Back to the Feature: Explaining Video Classifiers with Video Counterfactual Explanations

TL;DR

The paper addresses explaining video classifiers by generating video counterfactual explanations (CFEs) using Back To The Feature (BTTF). It formulates a two-stage optimization on latent diffusion model latents: an inversion stage to anchor near the original video and a counterfactual generation stage guided by the target classifier, augmented with a style loss to ensure realism and a progressive denoising schedule for efficiency. BTTF demonstrates high-quality, temporally coherent CFEs across motion, emotion, and action domains, revealing the classifier’s decision cues and uncovering spurious features in state-of-the-art models. While offering strong interpretability and debugging benefits, the approach notes significant computational demands and calls for future work on general-purpose generators and standardized video CFE metrics.

Abstract

Counterfactual explanations (CFEs) are minimal and semantically meaningful modifications of the input of a model that alter the model predictions. They highlight the decisive features the model relies on, providing contrastive interpretations for classifiers. State-of-the-art visual counterfactual explanation methods are designed to explain image classifiers. The generation of CFEs for video classifiers remains largely underexplored. For the counterfactual videos to be useful, they have to be physically plausible, temporally coherent, and exhibit smooth motion trajectories. Existing CFE image-based methods, designed to explain image classifiers, lack the capacity to generate temporally coherent, smooth and physically plausible video CFEs. To address this, we propose Back To The Feature (BTTF), an optimization framework that generates video CFEs. Our method introduces two novel features, 1) an optimization scheme to retrieve the initial latent noise conditioned by the first frame of the input video, 2) a two-stage optimization strategy to enable the search for counterfactual videos in the vicinity of the input video. Both optimization processes are guided solely by the target classifier, ensuring the explanation is faithful. To accelerate convergence, we also introduce a progressive optimization strategy that incrementally increases the number of denoising steps.

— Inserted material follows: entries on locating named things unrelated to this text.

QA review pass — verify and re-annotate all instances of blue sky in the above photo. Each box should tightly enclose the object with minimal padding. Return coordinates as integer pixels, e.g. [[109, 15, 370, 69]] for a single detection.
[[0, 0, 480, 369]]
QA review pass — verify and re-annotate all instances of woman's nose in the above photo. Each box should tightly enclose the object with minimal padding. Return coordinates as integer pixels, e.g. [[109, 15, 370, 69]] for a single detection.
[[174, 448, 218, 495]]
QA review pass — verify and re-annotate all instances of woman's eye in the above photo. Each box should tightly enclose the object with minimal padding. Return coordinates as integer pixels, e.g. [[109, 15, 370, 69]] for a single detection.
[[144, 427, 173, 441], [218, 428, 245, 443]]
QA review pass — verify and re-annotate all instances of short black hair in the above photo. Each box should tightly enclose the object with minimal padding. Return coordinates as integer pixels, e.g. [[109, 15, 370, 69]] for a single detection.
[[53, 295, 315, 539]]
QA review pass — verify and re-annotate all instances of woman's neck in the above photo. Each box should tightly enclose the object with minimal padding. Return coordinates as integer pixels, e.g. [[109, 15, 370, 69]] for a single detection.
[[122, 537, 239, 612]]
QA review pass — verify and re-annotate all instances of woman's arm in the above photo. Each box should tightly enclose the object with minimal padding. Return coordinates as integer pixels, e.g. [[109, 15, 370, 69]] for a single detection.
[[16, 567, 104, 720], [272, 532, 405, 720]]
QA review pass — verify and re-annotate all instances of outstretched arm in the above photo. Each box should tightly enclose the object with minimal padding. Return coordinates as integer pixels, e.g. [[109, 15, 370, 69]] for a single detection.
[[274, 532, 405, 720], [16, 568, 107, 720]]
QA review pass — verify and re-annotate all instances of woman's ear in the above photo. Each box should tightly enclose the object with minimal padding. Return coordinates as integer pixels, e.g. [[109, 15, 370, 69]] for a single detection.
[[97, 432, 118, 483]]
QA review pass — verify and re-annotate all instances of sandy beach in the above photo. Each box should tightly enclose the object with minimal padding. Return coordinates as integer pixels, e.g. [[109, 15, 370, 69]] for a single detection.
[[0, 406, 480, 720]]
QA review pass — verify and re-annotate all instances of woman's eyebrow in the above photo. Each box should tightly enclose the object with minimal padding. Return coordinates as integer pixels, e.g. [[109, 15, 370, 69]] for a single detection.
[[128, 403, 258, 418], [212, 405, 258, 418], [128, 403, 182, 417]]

Extensive experiments on video datasets such as Shape-Moving (motion classification), MEAD (emotion classification), and NTU RGB+D (action classification) show that our BTTF effectively generates valid, visually similar and realistic counterfactual videos that provide concrete insights into the classifier's decision-making mechanism.

Figures (10)

• Figure 1: Video counterfactual explanations with BTTF. The top row shows an input video, where the facial expression is predicted as "Angry" with 98% confidence by the target video classifier E-swin. To answer "why angry not sad?", our method BTTF (middle row) introduces minimal and semantically meaningful changes to the input video, resulting in the alteration of the model's prediction to "Sad". Similarly, to answer "why angry not happy?", another counterfactual video classified as "Happy" is generated (bottom row). These counterfactual explanations visually highlight the key spatiotemporal features (facial movements) that the classifier relies on to make its decisions.
• Figure 2: Illustration of the BTTF optimization framework for video CFEs. In the first stage for inversion, the initial latent input $z_T$, which is initially sampled from the Gaussian distribution, is optimized by the backpropagated gradients from the reconstruction loss $\mathcal{L}_I$ between the noise-free latent $\hat{z}_0$ and the original input video latent $z_i$. In the second stage for CFE generation, $\hat{z}_0$ is further decoded by the VAE decoder $\mathcal{D}$ to obtain the generated counterfactual video $\hat{x}_c$, and then fed into the target video classifier (black box) to compute the cross-entropy loss with the target class $y_c$. The cross-entropy loss, together with the video style loss computed from $\hat{x}_c$ and $x_i$, constitutes the objective function $\mathcal{L}_c$, which is used to optimize $z_T$ via gradient backpropagation. In the denoising process of I2V diffusion models, the number of inference steps is set to one in the first stage, while it progressively increases from one to $N$ in the second stage to accelerate convergence of the optimization process.
• Figure 3: CFE videos generated by BTTF for the target motion classifier M-swin trained on Shape-Moving. BTTF changes M-swin's prediction on the original input video from "Up" to target motion classes "Left", "Down" and "Right", respectively, demonstrating that BTTF is capable of precisely editing pure dynamic features (here, movement directions) to produce CFE videos.
• Figure 4: CFE videos generated by BTTF for the target emotion classifier E-swin trained on MEAD. BTTF alters E-swin's prediction on the original input video from "Neutral" to target motion classes "Fear", "Contempt" and "Disgust", respectively. The results indicate the strong capacity of BTTF in editing emotion features in a semantically meaningful way.
• Figure 5: Video CFE generated by BTTF for the target action classifier A-swinR trained on NTU RGB+D. BTTF flips A-swinR's prediction on the original input video from "Hand waving" to target action classes "Taking a selfie", "Pointing" and "Staggering", respectively. The results demonstrate the edits of BTTF for human actions are physically plausible.